I'm one of the 50 voters for The Associated Press NFL awards. I take the responsibility seriously. And barring anything unforeseen, my vote for Offensive Rookie of the Year is going to the MVP of the 2013 Green Bay Packers, the guy whose play is the main reason that team is still dreaming of the playoffs.
My vote is going to Eddie Lacy.
No disrespect to San Diego Chargers receiver Keenan Allen, who should get a ton of credit for putting together a sizzling neophyte campaign (63 catches for 931 yards and seven touchdowns), but I'm not convinced it's even close. Aaron Rodgers has been out for more than a month with a collarbone injury. The Packers' receivers have been banged up, and their offensive line isn't healthy. The Green Bay defense doesn't scare you. So, what powers the Pack? Eddie Lacy's heart, toughness, execution, pure grit and brute strength.
I can support my argument with ample statistics. I can also support my argument with the eyeball test. Just watch Lacy pummel the opposition when they stack the box.
Lacy has the most rushing yards in the NFL since Oct. 1 (977) and ranks third in rushing yards per game since Week 5 (behind Adrian Peterson and Jamaal Charles) -- that's impressive. On the season, he has 1,028 rushing yards, just 77 shy of the Packers' all-time single-season rookie rushing record.
Lacy has been at his best with the Packers on the brink, running for a touchdown in seven of his past nine games. Green Bay was facing extinction last week, and the Alabama product gashed the hapless Dallas Cowboys defense to the tune of 141 yards and a score. On the go-ahead touchdown, Lacy barreled into the end zone with such force that it looked like he had been shot out of a cannon, all but threatening to fly out of the stadium. He finished the day with his fourth 100-yard rushing game of the season.
Without Rodgers, the Packers' offense is scoring 10 fewer points per game -- a whopping drop -- and the team is 2-4-1. Green Bay won its last two games by two combined points.
Can you imagine where this quarterback-oriented squad would be if Lacy were simply ordinary? He saved the season -- and he has a true ROY résumé.
I talked to a jubilant Lacy on Monday morning on my SiriusXM Radio show, "Schein on Sports," and the first-year pro was still riding high from the Packers' epic comeback victory in Dallas. While Lacy wouldn't say the Cowboys quit or got shell-shocked, he did "notice a difference" in the opposition after halftime. I think Lacy -- who credited the veterans (especially Matt Flynn) and the coaching staff for getting the team in a different mindset at the break -- helped bust the will of that Dallas D, spearheading the charge with his potent style.
A reflective Lacy told me that being honored as the Offensive Rookie of the Year would be special.
"Personally, it would mean a lot to me," Lacy said. "I haven't had many accomplishments throughout my life, and just to come and be a part of this organization and win it with this team and this group of guys would speak volumes for me, and it would be something that I always cherish."
Lacy told me that, when he was drafted, he figured he'd be a "complementary part." He understood Rodgers' brilliance. He just wanted a chance to play and contribute to a winner -- just like when he was at Alabama.
The irony is, as Packer nation waits with bated breath for Rodgers to return to the field, Lacy has become the most important piece to the puzzle, the most integral Green Bay player.

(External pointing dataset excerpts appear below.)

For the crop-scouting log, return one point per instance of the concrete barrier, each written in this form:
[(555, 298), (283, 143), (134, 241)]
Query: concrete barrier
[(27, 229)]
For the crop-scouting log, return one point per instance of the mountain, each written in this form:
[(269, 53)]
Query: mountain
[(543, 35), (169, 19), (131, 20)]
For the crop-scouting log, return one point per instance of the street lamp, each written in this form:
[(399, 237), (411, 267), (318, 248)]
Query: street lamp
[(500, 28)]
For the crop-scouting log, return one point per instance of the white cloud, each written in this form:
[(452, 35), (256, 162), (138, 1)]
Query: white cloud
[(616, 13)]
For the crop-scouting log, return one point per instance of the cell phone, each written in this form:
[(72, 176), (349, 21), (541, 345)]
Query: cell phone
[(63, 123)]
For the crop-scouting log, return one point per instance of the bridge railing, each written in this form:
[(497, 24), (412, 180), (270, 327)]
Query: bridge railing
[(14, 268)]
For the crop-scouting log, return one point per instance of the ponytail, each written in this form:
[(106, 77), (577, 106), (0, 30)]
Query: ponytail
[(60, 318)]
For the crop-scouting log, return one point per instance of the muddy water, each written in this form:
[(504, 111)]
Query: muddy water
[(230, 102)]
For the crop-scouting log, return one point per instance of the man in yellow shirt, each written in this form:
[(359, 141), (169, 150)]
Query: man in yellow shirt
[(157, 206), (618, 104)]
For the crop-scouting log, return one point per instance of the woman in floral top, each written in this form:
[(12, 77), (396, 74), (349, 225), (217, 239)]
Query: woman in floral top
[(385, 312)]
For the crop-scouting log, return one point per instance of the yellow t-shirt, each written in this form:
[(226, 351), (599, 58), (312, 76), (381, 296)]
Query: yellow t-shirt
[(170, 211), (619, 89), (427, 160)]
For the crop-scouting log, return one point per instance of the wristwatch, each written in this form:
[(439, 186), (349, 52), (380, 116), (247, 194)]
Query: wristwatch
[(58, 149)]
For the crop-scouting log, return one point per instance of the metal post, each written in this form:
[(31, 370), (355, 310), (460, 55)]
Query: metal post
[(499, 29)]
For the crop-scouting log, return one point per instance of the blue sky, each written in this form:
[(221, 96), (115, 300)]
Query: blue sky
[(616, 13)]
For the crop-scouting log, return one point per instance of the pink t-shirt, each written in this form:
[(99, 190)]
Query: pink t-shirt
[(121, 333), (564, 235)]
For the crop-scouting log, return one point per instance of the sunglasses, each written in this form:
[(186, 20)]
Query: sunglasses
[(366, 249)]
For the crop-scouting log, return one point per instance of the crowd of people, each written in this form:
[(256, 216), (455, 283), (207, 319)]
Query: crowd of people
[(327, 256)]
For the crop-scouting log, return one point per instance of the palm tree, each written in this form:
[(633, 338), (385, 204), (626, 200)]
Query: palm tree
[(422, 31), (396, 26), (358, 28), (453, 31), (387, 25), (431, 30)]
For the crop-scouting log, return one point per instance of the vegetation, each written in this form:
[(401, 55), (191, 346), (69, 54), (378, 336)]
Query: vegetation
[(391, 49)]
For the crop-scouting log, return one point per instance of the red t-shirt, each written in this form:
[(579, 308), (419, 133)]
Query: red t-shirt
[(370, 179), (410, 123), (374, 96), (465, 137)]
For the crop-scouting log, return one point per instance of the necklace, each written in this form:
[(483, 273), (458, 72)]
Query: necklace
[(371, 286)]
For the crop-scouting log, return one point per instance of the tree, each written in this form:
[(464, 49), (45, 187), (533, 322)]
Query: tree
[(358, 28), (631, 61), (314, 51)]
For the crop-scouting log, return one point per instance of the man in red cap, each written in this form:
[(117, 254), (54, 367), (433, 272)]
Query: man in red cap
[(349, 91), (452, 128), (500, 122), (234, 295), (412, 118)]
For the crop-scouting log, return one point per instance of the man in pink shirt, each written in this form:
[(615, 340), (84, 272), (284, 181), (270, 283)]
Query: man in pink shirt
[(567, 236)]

Even if Rodgers is cleared for Sunday's pivotal matchup against the Steelers or next week's game versus the Bears, coach Mike McCarthy must continue to run with Lacy. Rodgers will have missed at least six full games, and he will be rusty. You don't want him dropping back 50 times behind that line; you don't want him to risk suffering another injury. Plus -- and most especially -- Lacy has been that good. The Packers can dominate with a power run game and a potentially explosive balanced attack.
I've never understood those who have criticized McCarthy for throwing too much with the best quarterback in football. Now, though, the Packers -- with or without Rodgers -- must literally ride their horse into the ground.
When I say, "literally," I'm referring to the fact that Lacy has been playing through pain -- most recently battling an ankle injury -- making his debut campaign that much more remarkable.
Still -- ankle soreness be damned -- he will play Sunday against Pittsburgh. You can bank on that.
"It's just the mindset, and going out and try to get what you set your mind to," he said Monday. "If I'm able to go out and run and play, then I'm going to do it. I want to show my teammates that even though I'm not 100 percent, if I can go, I'm going to give you everything I have."
As he has all season.
That Green Bay is somehow still standing is thanks to Lacy. And for that, he should be the one rising to his feet when the Offensive Rookie of the Year trophy is handed out at the "NFL Honors" show in Radio City Music Hall on Feb. 1.